Microsoft links Mastra AI supply chain attack to North Korean hackers

At a glance:

• Microsoft attributed a supply chain attack compromising 140+ npm packages in the @mastra scope to North Korean state actor Sapphire Sleet
• Attackers used typosquatted dependency "easy-day-js" to deploy cross-platform malware targeting 166 cryptocurrency wallet extensions
• The group previously compromised the Axios HTTP client package in April 2026 and is known for cryptocurrency theft campaigns

The compromised supply chain and initial infection

Microsoft disclosed that threat actors compromised the npm maintainer account "ehindero" which had publishing privileges across the Mastra package environment. Using this compromised account, attackers published malicious updates for more than 140 packages in the @mastra scope. The malicious updates injected a dependency named "easy-day-js" which is a typosquat of the legitimate and widely used dayjs JavaScript library.

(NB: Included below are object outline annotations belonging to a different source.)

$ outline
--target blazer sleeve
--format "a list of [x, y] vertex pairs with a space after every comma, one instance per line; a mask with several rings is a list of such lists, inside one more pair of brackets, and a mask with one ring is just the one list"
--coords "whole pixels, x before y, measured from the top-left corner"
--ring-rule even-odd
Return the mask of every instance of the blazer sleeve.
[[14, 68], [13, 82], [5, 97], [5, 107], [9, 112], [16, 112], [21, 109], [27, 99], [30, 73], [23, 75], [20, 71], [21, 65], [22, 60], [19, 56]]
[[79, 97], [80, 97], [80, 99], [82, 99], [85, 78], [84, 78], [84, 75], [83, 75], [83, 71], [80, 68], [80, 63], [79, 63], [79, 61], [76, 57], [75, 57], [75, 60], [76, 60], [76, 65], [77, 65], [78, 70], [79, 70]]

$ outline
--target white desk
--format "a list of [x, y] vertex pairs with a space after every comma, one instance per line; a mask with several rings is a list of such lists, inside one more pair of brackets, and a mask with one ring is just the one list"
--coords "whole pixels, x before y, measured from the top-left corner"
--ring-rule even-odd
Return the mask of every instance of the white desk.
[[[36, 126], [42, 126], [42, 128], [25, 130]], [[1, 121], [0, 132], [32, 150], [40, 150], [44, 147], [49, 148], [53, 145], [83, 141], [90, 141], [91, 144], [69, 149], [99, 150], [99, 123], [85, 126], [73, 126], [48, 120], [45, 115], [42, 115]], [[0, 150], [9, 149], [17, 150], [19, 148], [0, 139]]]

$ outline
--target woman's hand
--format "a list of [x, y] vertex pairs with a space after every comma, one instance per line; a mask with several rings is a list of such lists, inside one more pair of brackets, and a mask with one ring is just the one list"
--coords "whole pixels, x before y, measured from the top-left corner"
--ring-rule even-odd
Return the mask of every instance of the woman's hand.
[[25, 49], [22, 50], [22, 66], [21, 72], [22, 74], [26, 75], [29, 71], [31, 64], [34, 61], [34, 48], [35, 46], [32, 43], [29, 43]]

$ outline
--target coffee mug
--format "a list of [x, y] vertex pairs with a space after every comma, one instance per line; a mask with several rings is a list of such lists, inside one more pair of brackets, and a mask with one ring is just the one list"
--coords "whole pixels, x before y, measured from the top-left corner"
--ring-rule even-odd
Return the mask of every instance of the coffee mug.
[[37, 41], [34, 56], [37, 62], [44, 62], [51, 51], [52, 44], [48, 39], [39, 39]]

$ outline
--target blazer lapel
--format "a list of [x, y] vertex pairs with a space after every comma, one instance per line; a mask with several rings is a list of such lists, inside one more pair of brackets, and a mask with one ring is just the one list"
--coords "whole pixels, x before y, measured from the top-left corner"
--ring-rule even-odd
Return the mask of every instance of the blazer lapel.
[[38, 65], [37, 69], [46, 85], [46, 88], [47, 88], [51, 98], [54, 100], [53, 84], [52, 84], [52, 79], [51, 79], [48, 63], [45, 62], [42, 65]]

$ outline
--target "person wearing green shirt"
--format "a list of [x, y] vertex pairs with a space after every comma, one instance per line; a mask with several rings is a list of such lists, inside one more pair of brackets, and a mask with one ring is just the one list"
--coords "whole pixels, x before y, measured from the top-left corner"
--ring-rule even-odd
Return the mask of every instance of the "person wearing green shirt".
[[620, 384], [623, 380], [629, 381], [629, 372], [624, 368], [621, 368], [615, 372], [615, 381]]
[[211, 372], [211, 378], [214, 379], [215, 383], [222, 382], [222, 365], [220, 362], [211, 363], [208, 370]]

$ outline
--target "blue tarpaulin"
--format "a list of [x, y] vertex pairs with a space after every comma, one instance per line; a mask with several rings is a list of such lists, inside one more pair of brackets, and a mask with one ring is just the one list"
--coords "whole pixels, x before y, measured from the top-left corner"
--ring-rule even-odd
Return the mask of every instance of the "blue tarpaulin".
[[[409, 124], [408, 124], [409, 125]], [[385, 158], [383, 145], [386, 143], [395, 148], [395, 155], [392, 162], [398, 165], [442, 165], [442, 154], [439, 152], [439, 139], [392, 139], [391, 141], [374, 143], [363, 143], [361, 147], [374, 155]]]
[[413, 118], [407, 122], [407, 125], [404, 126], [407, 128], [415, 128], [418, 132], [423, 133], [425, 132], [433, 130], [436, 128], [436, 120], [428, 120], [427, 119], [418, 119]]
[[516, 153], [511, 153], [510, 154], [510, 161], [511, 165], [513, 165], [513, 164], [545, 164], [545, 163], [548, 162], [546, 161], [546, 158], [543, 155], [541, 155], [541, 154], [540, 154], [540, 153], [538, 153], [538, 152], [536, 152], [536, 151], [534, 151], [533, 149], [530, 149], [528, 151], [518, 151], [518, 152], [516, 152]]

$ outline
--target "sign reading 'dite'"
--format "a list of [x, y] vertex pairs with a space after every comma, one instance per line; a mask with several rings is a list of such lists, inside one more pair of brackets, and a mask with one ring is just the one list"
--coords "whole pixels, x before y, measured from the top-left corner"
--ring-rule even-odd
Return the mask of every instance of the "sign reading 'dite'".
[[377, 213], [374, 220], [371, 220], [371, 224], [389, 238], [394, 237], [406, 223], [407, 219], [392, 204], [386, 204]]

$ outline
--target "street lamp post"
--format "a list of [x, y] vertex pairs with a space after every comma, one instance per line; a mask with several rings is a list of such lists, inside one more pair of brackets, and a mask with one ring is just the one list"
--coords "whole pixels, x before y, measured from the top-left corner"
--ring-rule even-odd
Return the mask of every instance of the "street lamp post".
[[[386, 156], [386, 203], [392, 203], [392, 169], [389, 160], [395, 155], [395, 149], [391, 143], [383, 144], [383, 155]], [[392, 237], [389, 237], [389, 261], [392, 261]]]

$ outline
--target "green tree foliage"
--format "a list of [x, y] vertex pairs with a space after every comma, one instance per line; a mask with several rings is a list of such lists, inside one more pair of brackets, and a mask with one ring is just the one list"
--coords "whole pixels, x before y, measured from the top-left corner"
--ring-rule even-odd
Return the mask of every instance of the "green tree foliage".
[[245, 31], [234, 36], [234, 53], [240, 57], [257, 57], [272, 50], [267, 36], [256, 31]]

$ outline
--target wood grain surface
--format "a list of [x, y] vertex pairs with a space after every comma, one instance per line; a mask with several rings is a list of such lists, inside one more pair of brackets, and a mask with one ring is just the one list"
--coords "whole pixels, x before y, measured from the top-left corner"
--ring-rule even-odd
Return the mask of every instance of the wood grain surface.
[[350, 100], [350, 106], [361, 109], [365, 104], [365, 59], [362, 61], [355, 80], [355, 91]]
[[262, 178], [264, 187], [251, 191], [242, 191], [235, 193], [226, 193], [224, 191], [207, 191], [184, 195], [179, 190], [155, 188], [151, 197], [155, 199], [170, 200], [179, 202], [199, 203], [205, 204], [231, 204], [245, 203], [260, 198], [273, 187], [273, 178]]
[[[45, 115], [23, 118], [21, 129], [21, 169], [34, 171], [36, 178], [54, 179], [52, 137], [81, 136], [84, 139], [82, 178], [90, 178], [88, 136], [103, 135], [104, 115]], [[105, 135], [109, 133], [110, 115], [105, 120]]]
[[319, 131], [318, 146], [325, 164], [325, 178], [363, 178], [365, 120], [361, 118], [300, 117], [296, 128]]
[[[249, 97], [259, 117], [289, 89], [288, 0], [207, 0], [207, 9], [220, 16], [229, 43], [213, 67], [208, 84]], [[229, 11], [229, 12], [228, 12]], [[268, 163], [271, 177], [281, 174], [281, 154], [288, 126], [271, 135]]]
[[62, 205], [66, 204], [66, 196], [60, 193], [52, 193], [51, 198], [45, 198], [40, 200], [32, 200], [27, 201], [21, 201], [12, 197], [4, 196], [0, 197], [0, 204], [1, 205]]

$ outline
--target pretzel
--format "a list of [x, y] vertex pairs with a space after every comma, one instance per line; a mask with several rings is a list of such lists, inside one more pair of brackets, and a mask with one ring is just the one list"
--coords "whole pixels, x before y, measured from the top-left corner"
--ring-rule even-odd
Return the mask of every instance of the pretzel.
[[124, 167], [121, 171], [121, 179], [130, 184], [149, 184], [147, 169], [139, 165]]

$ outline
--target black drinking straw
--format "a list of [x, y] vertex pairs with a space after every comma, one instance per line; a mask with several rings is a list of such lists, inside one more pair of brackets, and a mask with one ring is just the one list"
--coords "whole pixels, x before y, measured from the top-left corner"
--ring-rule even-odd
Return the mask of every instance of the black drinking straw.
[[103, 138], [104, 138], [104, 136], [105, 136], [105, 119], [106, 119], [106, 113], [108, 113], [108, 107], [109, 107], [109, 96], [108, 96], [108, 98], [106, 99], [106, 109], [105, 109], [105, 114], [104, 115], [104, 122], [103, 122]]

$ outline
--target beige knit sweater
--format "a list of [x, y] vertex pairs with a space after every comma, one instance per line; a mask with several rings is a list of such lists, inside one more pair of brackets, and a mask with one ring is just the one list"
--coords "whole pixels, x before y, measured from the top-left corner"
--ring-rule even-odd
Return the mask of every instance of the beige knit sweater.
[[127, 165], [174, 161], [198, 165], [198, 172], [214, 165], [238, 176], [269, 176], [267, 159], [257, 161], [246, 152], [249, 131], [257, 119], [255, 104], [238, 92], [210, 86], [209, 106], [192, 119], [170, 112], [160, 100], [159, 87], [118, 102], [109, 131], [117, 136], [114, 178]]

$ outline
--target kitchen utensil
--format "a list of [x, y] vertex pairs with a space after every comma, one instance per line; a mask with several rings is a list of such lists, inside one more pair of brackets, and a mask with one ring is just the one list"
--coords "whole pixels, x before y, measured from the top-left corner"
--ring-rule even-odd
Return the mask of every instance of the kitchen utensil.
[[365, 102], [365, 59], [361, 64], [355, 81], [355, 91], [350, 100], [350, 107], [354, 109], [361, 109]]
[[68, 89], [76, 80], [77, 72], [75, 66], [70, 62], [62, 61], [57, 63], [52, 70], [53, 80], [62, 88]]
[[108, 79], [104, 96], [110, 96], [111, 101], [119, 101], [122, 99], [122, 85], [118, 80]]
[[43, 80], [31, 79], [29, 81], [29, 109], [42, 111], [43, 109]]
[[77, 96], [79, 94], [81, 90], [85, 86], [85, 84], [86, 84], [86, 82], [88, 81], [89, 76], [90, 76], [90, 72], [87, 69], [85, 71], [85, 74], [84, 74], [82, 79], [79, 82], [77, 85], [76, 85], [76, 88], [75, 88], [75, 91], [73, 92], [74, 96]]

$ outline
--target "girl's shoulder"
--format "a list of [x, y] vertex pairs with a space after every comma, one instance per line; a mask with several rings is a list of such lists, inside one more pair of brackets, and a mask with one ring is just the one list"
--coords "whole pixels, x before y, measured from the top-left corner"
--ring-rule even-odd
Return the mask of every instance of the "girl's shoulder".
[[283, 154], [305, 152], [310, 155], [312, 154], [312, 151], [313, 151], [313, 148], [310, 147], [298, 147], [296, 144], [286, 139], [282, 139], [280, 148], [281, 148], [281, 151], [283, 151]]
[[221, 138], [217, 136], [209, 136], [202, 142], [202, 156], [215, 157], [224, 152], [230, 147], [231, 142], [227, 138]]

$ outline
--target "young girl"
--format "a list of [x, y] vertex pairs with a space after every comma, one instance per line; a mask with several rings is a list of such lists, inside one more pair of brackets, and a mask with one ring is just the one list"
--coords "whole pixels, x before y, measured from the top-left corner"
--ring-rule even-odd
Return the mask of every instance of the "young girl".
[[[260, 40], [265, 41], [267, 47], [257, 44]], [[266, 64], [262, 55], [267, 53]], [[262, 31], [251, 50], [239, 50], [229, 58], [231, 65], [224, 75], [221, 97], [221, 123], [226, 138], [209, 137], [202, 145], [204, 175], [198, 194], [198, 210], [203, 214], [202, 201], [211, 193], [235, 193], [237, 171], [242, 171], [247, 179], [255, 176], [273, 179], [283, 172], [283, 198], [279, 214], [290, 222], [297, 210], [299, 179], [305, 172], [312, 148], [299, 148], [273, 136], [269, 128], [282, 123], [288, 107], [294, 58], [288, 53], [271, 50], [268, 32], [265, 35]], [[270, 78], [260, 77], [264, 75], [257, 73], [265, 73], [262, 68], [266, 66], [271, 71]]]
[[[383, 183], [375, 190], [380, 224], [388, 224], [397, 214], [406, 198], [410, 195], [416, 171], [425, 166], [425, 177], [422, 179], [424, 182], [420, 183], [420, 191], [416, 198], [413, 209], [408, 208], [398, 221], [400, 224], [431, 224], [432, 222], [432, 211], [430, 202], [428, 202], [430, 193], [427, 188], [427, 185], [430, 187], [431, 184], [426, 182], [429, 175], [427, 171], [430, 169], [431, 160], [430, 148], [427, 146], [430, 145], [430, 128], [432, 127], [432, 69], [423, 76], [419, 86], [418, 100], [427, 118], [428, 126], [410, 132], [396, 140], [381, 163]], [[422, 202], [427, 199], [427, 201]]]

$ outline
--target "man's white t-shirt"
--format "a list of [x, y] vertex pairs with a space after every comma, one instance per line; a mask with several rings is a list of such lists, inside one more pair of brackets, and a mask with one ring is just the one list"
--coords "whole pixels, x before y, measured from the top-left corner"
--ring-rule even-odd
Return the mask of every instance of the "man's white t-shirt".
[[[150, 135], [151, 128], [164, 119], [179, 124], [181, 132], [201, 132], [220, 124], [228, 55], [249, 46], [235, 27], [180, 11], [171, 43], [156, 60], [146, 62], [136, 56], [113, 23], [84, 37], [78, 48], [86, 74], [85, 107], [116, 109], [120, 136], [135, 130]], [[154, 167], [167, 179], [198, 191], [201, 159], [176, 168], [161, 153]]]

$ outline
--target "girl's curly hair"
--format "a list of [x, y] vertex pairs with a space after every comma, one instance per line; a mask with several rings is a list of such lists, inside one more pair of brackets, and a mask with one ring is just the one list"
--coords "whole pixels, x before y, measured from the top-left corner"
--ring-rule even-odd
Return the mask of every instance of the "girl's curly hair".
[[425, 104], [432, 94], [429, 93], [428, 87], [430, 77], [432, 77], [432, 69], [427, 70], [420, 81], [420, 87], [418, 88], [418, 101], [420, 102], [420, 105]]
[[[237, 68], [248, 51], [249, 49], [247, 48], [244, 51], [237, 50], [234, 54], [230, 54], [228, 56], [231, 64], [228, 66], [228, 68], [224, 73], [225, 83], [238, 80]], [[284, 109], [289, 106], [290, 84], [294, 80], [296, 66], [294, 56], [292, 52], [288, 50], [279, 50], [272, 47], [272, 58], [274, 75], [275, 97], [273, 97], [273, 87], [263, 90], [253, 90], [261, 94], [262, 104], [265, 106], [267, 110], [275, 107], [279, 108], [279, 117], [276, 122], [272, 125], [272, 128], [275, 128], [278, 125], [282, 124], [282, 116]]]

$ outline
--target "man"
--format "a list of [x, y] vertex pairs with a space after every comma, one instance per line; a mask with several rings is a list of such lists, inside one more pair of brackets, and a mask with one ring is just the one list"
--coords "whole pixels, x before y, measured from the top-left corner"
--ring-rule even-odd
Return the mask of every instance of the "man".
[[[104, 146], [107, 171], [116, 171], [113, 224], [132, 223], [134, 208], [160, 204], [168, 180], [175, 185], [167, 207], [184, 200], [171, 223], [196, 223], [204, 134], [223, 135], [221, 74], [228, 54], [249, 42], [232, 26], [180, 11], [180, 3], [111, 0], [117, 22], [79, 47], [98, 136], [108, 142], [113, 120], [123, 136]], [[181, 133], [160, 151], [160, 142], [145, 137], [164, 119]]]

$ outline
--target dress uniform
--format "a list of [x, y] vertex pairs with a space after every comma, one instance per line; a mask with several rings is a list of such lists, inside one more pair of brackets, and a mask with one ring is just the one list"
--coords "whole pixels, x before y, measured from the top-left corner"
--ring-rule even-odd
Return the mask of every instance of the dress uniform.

When developers installed the compromised packages, the malicious dependency executed a post-install hook that deployed a malware dropper on their devices. Microsoft assessed with high confidence that this activity is attributable to Sapphire Sleet, a North Korean state actor that primarily targets the financial sector.

Cross-platform malware targets crypto wallets

The downloaded second-stage payload was a cross-platform information stealer designed to target Windows, Linux, and macOS systems. The implant collected detailed information about the host system, including browser histories, installed applications, and running processes.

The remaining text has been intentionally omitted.